I was helping my sister move last weekend and I had a whole shed full of stuff offered to me.  I think they're called garden tools but required manual intervention.  I recall that from the old days but said "no thanks" as it would collect dust at my house.  I need one snow shovel to do trim next to the doors (since I gave my mom my snowblower which used to do that area).


----------



## Melensdad

Mith said:
			
		

> Bob, something I have noticed, is that the shovels you have are pointed, whereas the ones I have are all flat on the end. Are you using that for general digging, or moving sand etc?
> You didn't say in your post what material it was? I assume its metal as you said you bent one.
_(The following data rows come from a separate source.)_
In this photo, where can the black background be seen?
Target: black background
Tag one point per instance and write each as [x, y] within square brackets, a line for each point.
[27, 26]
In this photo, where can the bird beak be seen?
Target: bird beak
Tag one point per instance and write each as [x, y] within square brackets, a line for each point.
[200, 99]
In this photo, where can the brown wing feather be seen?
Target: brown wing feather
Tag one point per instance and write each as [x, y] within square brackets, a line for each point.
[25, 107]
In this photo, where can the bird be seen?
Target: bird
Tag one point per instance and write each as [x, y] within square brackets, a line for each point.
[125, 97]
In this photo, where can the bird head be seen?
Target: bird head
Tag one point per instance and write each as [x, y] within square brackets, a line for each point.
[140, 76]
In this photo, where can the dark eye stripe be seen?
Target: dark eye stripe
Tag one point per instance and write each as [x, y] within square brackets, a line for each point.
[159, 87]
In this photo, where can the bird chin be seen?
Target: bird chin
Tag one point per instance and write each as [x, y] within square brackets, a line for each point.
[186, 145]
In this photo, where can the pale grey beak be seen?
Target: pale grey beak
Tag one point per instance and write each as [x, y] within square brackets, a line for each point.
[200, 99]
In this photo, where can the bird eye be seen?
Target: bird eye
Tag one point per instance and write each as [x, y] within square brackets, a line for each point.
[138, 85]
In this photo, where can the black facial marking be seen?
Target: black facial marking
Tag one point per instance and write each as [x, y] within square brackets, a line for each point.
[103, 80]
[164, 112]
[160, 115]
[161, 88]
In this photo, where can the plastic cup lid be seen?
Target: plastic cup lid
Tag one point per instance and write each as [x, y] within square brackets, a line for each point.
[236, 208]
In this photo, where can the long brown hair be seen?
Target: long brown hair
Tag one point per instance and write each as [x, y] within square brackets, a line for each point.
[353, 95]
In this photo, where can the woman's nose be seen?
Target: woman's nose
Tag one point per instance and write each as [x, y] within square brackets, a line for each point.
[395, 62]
Mith, here in the US a shovel is a generic term but usually applied to a pointy shaped cutting blade.  A spade has a flat/straight cutting edge.  I have both types, but my spade is not a Fiskars brand (its a Craftsman brand from Sears).  Because I have very hard clay soil I find almost no use for spade.  The spade is almost impossible to use in the clay, but works great for dividing perennial plants like Hostas and Daylillies.

Humor Me . . . no clue about the Fiskars PHD, I have a power auger for the tractors with 9 and 12 inch bits.


----------



## mla2ofus

Mith said:
			
		

> Mike, thanks. You must be on one of the other sites I visit.
> All the axes have wooden handles, I should imagine fibreglass would shatter with the impact from an axe?



  Mith, what I meant was when someone "overshoots" w/ axe or sledge,the handle hits whatever they missed just below the head which usually cracks/breaks wood handle. Fiberglass will take this better,but will eventually crack also.Best cure for either is rubber tube that fits handle just below head to give it a cushion from such impact.
    YES, I frequent other forums,just use the same username. Don't mean to step on toes,but I wonder if folks that use multiple usernames have a personality for each one?LOL!!!
                                          Mike


----------



## Mith

Bob, shovel here refers to a spade with the sides bent up a little to hold material more. Same as you here, digging is done with a pickaxe and fork in summer, and a boat and dredger in winter 


Mike, I was confusing the brittleness of carbon-fiber with fiberglass. I've never come across a rubber tube to fit over the handle, that sounds like a good idea to prevent that damage near the head from 'overshooting'


----------



## ghautz

bczoom said:
			
		

> Garden tools?
> 
> I thought post hole diggers, shovels, rakes, log splitters, trimmers all came with an engine or are an implement attached to a tractor...
> 
> I was helping my sister move last weekend and I had a whole shed full of stuff offered to me.  I think they're called garden tools but required manual intervention.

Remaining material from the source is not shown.